Just spent 30 minutes roving on The Street with my Asus Eeee Pad Transformer (minus keyboard), moving between the cafe and the main thoroughfare. The librarian before me had set up a mini stall on the actual street but I still prefer to speak to students in the cafe – find that a student on the move is more reluctant to enter into a conversation as they are usually just passing through and have less time to spare. Students eating/drinking at the tables are usually willing to engage with an enthusiastic friendly librarian – obviously I ask them first and apologise for interupting their break. My usual opening question is – Do you use Summon? I find that this general question usually prompts a positive or negative response. If the answer is “yes” I usually ask them if they are experiencing any difficulties – there is usually some issue that they are grappling with, ranging from too many results to the problem of identifying scholarly material. If they have time, I then repeat their search using my tablet.

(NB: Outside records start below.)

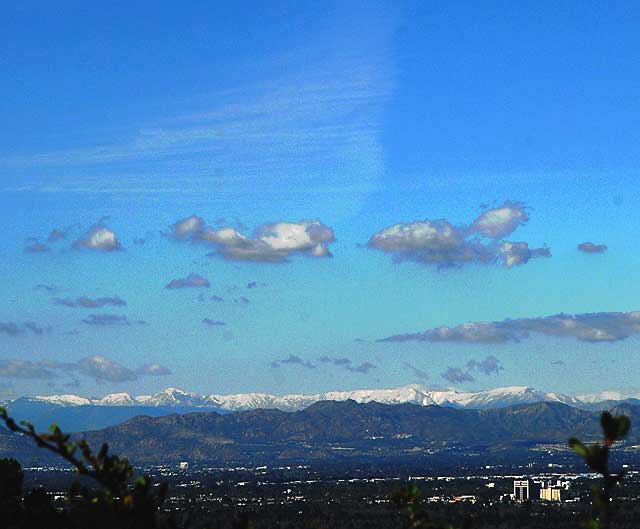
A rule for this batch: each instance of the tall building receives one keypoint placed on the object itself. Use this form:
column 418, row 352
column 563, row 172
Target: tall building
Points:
column 521, row 490
column 551, row 494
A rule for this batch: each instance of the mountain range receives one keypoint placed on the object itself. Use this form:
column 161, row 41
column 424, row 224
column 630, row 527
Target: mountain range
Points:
column 75, row 414
column 343, row 430
column 414, row 394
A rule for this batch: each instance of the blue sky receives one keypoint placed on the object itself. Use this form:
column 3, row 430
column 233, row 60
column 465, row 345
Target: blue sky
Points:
column 340, row 120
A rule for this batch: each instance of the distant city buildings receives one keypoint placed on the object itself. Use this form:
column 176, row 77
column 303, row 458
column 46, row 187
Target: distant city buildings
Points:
column 551, row 494
column 521, row 490
column 526, row 489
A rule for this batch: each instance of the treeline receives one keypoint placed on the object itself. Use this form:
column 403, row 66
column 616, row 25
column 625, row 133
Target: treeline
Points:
column 108, row 495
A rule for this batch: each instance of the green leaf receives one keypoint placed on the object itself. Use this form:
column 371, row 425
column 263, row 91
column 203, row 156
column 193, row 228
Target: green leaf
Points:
column 578, row 447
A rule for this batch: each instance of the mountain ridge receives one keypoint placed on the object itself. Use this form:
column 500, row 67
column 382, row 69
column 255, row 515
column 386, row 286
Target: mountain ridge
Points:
column 413, row 393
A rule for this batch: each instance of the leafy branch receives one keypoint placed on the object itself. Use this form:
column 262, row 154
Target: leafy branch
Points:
column 596, row 456
column 132, row 506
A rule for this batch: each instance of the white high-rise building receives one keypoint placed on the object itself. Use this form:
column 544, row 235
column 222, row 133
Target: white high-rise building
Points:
column 521, row 490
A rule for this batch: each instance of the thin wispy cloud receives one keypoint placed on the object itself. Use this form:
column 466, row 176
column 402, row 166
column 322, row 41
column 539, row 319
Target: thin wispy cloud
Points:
column 298, row 121
column 416, row 372
column 588, row 327
column 348, row 364
column 191, row 281
column 213, row 323
column 10, row 328
column 293, row 360
column 90, row 303
column 105, row 320
column 455, row 375
column 488, row 366
column 96, row 367
column 589, row 247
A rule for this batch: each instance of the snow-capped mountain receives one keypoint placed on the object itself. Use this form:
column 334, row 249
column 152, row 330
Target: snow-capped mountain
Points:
column 413, row 393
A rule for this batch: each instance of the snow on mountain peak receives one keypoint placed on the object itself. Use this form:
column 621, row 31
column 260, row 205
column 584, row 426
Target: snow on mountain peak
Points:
column 412, row 393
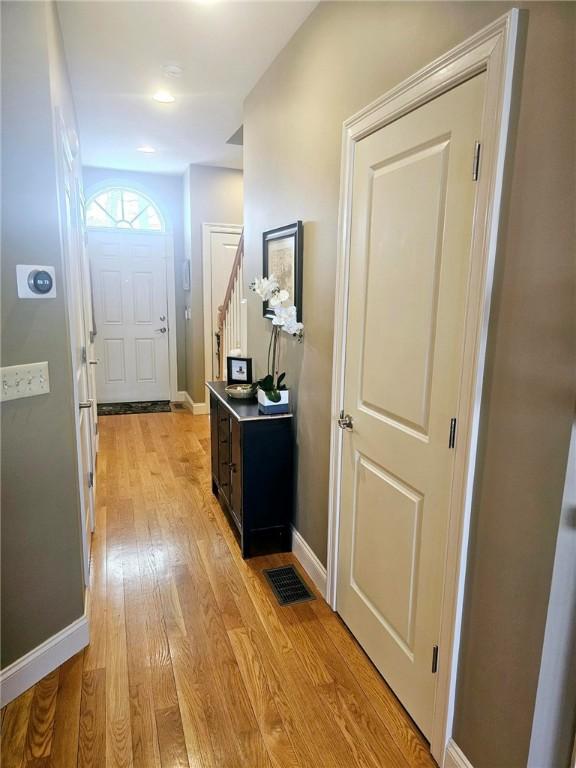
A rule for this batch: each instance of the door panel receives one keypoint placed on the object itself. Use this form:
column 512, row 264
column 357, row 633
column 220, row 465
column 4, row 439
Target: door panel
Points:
column 412, row 213
column 385, row 550
column 131, row 309
column 402, row 291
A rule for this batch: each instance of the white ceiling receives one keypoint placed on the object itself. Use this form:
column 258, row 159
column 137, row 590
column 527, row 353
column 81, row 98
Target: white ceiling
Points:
column 115, row 53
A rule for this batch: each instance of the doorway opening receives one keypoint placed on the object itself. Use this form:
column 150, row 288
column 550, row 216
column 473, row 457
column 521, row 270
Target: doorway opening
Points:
column 132, row 267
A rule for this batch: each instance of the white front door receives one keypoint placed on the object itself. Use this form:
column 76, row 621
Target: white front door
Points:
column 411, row 228
column 129, row 271
column 72, row 226
column 219, row 254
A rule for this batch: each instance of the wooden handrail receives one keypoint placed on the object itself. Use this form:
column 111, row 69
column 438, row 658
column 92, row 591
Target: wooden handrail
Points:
column 233, row 275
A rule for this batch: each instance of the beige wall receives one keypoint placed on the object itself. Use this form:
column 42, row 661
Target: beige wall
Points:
column 165, row 189
column 42, row 583
column 343, row 57
column 211, row 196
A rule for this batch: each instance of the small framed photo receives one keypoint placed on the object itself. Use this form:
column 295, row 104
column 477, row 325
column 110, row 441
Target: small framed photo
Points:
column 239, row 370
column 282, row 257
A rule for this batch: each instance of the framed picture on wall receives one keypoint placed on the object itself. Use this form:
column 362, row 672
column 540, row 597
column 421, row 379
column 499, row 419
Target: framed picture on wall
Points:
column 282, row 257
column 239, row 370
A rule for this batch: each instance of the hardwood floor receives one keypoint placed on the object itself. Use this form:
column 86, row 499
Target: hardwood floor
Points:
column 192, row 662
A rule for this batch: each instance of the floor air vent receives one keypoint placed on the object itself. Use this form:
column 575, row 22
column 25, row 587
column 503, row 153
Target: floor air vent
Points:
column 287, row 585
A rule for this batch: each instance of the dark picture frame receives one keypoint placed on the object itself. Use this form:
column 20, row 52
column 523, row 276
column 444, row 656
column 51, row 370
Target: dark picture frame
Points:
column 233, row 365
column 282, row 250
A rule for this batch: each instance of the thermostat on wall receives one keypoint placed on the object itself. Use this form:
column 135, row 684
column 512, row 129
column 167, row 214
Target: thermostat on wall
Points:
column 35, row 281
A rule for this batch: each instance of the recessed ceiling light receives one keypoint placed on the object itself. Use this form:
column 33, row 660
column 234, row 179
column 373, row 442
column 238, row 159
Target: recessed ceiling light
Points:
column 164, row 97
column 172, row 70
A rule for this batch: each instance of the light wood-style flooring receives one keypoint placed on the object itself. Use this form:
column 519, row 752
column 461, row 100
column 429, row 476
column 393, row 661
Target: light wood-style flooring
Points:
column 191, row 661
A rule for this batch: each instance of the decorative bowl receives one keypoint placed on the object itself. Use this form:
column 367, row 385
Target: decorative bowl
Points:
column 241, row 391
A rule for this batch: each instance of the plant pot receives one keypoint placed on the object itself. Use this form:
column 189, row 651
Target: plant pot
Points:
column 269, row 407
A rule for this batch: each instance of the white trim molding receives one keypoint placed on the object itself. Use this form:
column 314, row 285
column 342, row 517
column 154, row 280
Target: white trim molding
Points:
column 308, row 560
column 198, row 409
column 28, row 670
column 492, row 50
column 454, row 757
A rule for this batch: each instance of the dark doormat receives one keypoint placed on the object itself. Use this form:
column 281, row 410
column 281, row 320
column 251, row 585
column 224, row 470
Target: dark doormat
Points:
column 120, row 409
column 287, row 585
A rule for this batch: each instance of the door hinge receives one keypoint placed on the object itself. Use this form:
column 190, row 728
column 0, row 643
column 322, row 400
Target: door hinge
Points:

Today I tried a different strategy in addition to the Summon one. This was to ask a group of Masters students if they use the databases that we have that can’t be used on Summon – databases like Fame, GMID etc. The students admitted that they didn’t know we had these resources and I was able to show them how to access them and explained the type of information they can access. At Huddersfield since acquiring Summon we have witnessed a steady decline in the usage of such databases – the emphasis by the library and by lecturers in on using Summon (or Summons as many call it!) and students are failing to scroll down the Summon home page and see the links to the other resources to which we subscribe.
This hunch was backed up by a member of staff who happened to pass the stall just as I was about to pack up. She works in the placement office and said she is often promoting Fame to students applying for placements but they have usually not heard of it. I have agreed to produce a one page helpsheet which can be included in the placement information sent to students.
Other successes: the Masters students mentioned above gave me details of a book (Brassington/Petit – Principles of Marketing) they are struggling to get hold of – we looked it up using the MyReading software and linking to the library catalogue to find that several copies are missing and the remaining copies are all on a two week loan impeding effective circulation. I will investigate this later.
I spoke to a student who had never used Summon and was able to explain the benefits and leave her with a handout. Normally I would have asked her what topic she was currently studying and done a search but the network connection seem to fail at this point! She did tell me she would like the library to purchase more audio books. Again, another point to follow up.
I feel that I have just spent a very profitable half hour, helping students but also learning more about their information searching habits and also helping to build relationships and having the kinds of conversations that arguably I would never have had if I had spent that half an hour in my office or even staffing thelibrary’s subject enquiry point.